In recent weeks, the Advertising Standards Agency have advised two companies Homebase and Safestyle  that claims against them have been upheld and that their marketing messages must not be repeated but found in favour of Wayne windows trading history.

The claim against Homebase Ltd whilst not window products is a warning to every trader about “normal pricing” it seems Homebase had sold very few lawnmowers at the introductory price of £139.99 for the first weeks of 2015, until it went on promotion at the lower price of £111.99. However the price reverted back to £139.99 just days before a 15% off weekend in February making the machine £118.99 and a 15% saving against the “normal price”

The ASA decided £11.99 was the normal price as Homebase hadn’t sold any products at the introductory price and that they shouldn’t advertise it again like way, read the full article here

HPAS trading as Safestyle UK meanwhile, were advised that their adverts had to be changed for the future. This centred around the fact that they did not provide evidence to support offers made, where not sale took place.
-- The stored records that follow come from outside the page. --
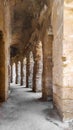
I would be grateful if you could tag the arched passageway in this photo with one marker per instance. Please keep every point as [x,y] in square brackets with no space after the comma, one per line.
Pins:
[40,28]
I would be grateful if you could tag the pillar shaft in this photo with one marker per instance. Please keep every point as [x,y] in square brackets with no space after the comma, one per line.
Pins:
[27,70]
[22,74]
[47,67]
[16,73]
[37,71]
[11,74]
[3,70]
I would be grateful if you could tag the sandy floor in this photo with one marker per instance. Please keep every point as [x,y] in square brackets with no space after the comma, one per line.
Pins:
[24,111]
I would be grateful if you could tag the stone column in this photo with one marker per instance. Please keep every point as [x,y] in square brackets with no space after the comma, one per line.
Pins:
[22,74]
[37,70]
[27,70]
[11,74]
[3,69]
[16,72]
[47,91]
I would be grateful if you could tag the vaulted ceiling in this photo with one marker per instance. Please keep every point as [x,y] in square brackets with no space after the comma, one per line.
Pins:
[25,17]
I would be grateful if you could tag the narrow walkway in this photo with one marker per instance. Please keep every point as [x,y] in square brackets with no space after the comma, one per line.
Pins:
[24,111]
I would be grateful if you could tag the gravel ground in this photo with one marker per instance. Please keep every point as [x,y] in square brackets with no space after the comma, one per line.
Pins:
[25,111]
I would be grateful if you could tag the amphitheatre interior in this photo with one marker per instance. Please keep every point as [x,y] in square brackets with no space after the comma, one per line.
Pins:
[36,50]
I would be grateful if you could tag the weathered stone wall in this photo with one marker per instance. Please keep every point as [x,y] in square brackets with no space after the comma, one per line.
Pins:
[62,59]
[57,23]
[3,56]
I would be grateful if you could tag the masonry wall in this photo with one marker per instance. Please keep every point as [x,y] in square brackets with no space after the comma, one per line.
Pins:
[3,56]
[62,59]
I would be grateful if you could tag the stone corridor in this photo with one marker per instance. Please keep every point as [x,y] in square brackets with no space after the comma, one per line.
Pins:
[25,111]
[36,52]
They noted “that from the beginning of 2015 until the time the complainant saw the ad in early March there had been only one three-day period, in January, at which no promotional price was offered against Safestyle’s standard prices. Although there had also been a non-promotional period of 35 days at the end of 2014, the products had been offered at either 55% off or (for 14 days) on a buy-one-get-one free promotion for the majority of the preceding three months”.

They went on to say that,

“Because the products had been available at the 55% off promotional price, and at other promotional prices, for a period that exceeded those at which the full price was available during the months leading up to the identical promotion, we considered the 55% saving claim was not based on the price at which the products were usually sold. Because we considered that the claim would be understood to be based on the usual selling price of the products, but that was not the case, we concluded that the ads were likely to mislead consumers”

So all companies should consider keeping quotes to demonstrate offers were made even if not taken up, and to ensure the offers are against the “normal prices” not just a period of 30/60/90 days beforehand. Read the full article here.

Wayne Windows Ltd of Bognor Regis however were not in trouble despite their advert claiming their company was a family run business since 1975 but wasn’t limited until April 1990. Like so many window companies, they started as sole traders and it was a real family affair. They could provide some invoices to confirm their claim, and demonstrate that from 1975 up until 1989, members of the Wayne family had worked for the business, before it was incorporated, the ASA accepted that that documentation no longer existed. Read the full extract here.

So do keep documentation beyond the statutory 10 years it helps support claims in the future.